Called advanced persistent threats (APTs), these attacks have been aimed at organizations with particularly valuable intellectual property. But they are now being aimed at a wider variety of targets, says Jon Oltsik, a principal analyst at the Enterprise Strategy Group. One reason is that the attacks are becoming simpler to execute and use.

Many organizations focus on the perimeter when protecting against attacks, but looking for suspicious activity inside the network can be a good way to protect against APTs, says Christopher Ling, a senior vice president at Booz Allen.

Many APT attacks, are initiated by first gaining access to an employee’s password, perhaps through trickery. As the next step, the attacker will search throughout a network to gain access to higher-level administrative passwords. Knowing how this scheme works can help security spot the attacks.

Monitoring logs for this type of scanning traffic is another good way to detect an APT. Malicious activity on a network, it can almost always be detected in an organization’s event logs, says Sartin. The trouble is that there is so much data can be hard to know where to look. Security information and event management solutions can help, he notes. Such tools can be complex to use, however, and the company may need to contract with a service provider that has the expertise needed to make them more effective.

Another way to defeat APTs is to keep them from sending out the data they harvested. Thus, a goal should be to see what’s “egressing the network,” says Sartin.

To that end, companies should look for suspicious patterns, and they should look for signs that communications are being directed to unauthorized domain name system servers. If the logs show unexplained, atypical, or unauthorized communications to and from China, for example, that should be a red flag.

Spotting anomalies can be difficult. Internet communications can be masked to appear legitimate, explains Sartin. But newer tools, such as inference engines, are making it possible to better pinpoint malicious activity.

Such tools take a snapshot of individual hosts and operating systems, including which ports they tend to use when connecting to the Internet. They then test such systems’ communications over time and conduct vulnerability assessments specifically geared to each host.

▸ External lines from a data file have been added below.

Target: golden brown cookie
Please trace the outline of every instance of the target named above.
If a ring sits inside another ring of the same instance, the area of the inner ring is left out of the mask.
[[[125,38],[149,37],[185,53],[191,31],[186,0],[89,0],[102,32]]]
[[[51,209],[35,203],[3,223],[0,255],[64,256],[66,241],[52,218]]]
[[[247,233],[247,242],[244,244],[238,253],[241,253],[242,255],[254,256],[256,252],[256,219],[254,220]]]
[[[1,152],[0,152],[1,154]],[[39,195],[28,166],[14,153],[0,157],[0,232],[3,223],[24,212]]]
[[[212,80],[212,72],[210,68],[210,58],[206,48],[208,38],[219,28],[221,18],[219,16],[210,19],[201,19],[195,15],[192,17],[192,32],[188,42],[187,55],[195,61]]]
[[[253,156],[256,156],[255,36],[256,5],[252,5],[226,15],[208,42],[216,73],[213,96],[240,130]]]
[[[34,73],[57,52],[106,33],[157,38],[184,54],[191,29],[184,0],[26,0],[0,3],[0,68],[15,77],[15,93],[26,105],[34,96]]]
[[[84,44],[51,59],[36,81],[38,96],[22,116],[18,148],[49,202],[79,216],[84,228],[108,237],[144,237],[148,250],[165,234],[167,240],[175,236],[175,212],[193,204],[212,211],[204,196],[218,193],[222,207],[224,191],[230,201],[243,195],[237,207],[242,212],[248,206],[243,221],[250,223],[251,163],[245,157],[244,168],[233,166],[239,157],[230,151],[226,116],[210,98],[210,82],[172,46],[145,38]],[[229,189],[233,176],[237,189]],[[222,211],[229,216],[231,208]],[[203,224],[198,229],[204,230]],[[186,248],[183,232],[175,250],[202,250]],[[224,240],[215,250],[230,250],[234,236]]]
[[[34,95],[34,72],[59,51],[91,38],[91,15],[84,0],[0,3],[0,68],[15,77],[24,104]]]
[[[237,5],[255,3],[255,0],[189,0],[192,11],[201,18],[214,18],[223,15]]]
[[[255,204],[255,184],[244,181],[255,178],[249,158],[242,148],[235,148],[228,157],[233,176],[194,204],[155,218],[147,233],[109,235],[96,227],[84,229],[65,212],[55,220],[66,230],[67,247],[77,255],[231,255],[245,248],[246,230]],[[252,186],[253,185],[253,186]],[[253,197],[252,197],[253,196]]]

End-user education is another key component of APT protection, says Oltsik. That’s because many APT attacks begin with phishing attacks in which attackers use e-mails to trick end-users into downloading malware.

Employees need to be taught what to look out for. They also should be told what type of data or information an attacker may be most likely to target in one’s organization, says Ling. A company that sells advanced high-tech devices, for example, might consider paying particular attention to suspicious activity surrounding the details of a forthcoming or new product.

The bottom line is that companies can expect APTs to be as persistent as their name indicates. And business executives must be equally vigilant in fighting against them with a multilayered defensive process.